No one was hitting the mark. Finally, Brian spared them...  

 

“The Grateful Dead ran a wildly successful business.” 

 

And thus began day three of our 7th cohort, a deep dive into all the ways in which the Grateful Dead zigged when others zagged on their path to creating a wildly unique and successful business, and yet another way in which our Ocean MBA brings creative depth and breadth to company building. 

 

2025 Ocean MBA By The Numbers

We hosted 20 companies*... 

With founders from 10 different countries...

Building companies that are 80% pre-seed and 20% seed...

Working on problems in maritime energy, PFAS, aquafeed, climate risk, ocean forecasting, plastic alternatives and recycling, sensing, cosmetics, syn bio, desalination… 

 

At our kickoff, I challenged the room full of founders to approach the program with some of the ocean’s greatest qualities – depth and breadth. 



Breadth – Like the ocean, spanning horizons as far as one can see, touching coastlines of all kinds, our Ocean MBA program encompasses breadth in a few ways. Breadth of concepts covered, breadth of the problems being tackled by the startups, and breadth of stages. We do this for a few reasons. Firstly, we want to cover the startup concepts and examples that we think are most helpful to early stage companies – regardless of their direct relevance to the ocean, or even to climate-tech. We believe there are business lessons to be learned and inspiration to be taken from across all sorts of prior examples.

 

 

For example, our partner and HubSpot cofounder, Brian Halligan, leads the cohort through the HubSpot case study and the journey he and his team took arguing over which market to go after. We then watch as the teams in the room think through their journeys. "Do we go after the Navy/defense market? Or the commercial shipping market?" "Industrial customers or municipalities?" The context is different. The concepts are the same. Knowing your customer, understanding your market, and getting to scale.   

 

Additionally, we love seeing the breadth of sectors and stages in one room. The mixing of founders -- sharing challenges and successes -- creates an ideal learning environment, and hopefully relationships that founders carry with them forever. 

 

On to depth – Like the ocean, which is on average really deep(!), we challenge the founders to engage deeply in the curriculum, from the lectures, to the breakout sessions, to those interstitial moments and hallway chats.
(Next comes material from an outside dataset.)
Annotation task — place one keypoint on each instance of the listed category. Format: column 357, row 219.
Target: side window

With intention, presence, and focus, the full depth of the Ocean MBA presents itself – the opportunity for founders to simultaneously step away from their day to day work IN their business, to really immerse themselves in strategic thinking and work ON their business.

 

As an example of how valuable this can be, this year, we had a former mentor come back as a startup CEO to be in the Ocean MBA. Why? Because they've seen how the intense, and intentional depth and breadth of the program helps founders get further faster. 

 

Of course, we may be high on our own supply. So don’t take our word for it. Check out what some of the founders from this year’s cohort have to say about the Ocean MBA... 

 

The Ocean MBA would not be possible without the support of our partners – Kristin Gerber + Joe Theis at Goodwin Procter, Britt Gardner at JP Morgan, and Ben Downing, Serena Dao, and Emily Knight at The Engine. These are all tremendous champions for founders, building capacity and support for the climate-tech ecosystem to continue to grow and thrive. Thank you for being such stellar partners year after year! Additionally, our speakers, lecturers and mentors are the best! It's an honor to host and learn from folks like Rylan Hamilton (CEO of Bluewater Autonomy), Susan Hunt Stevens (CEO of Tessi), Henry Sztul (former CTO at Bowery Farms) and more. These folks are paying-it-forward with hard-learned lessons from their experiences building great companies and we are eternally grateful for the shared knowledge and inspiration. 

 

 

 

*Note: We don’t publish the list of participating companies publicly. It’s a choice we made for the first cohort and have stuck to it. When we first crafted the Ocean MBA, we asked ourselves two questions: “What could we uniquely contribute to the ecosystem?” And “What’s best for founders?” Frankly, there are a million programs with demo days and lists of startups passed around... This is not that. This is built for founders. Intimate. No journalists. No stages. No audiences. Real work and real connections with founders and mentors. We don't hide who's in the program every year, but we let the founders decide if they want to share their participation or not.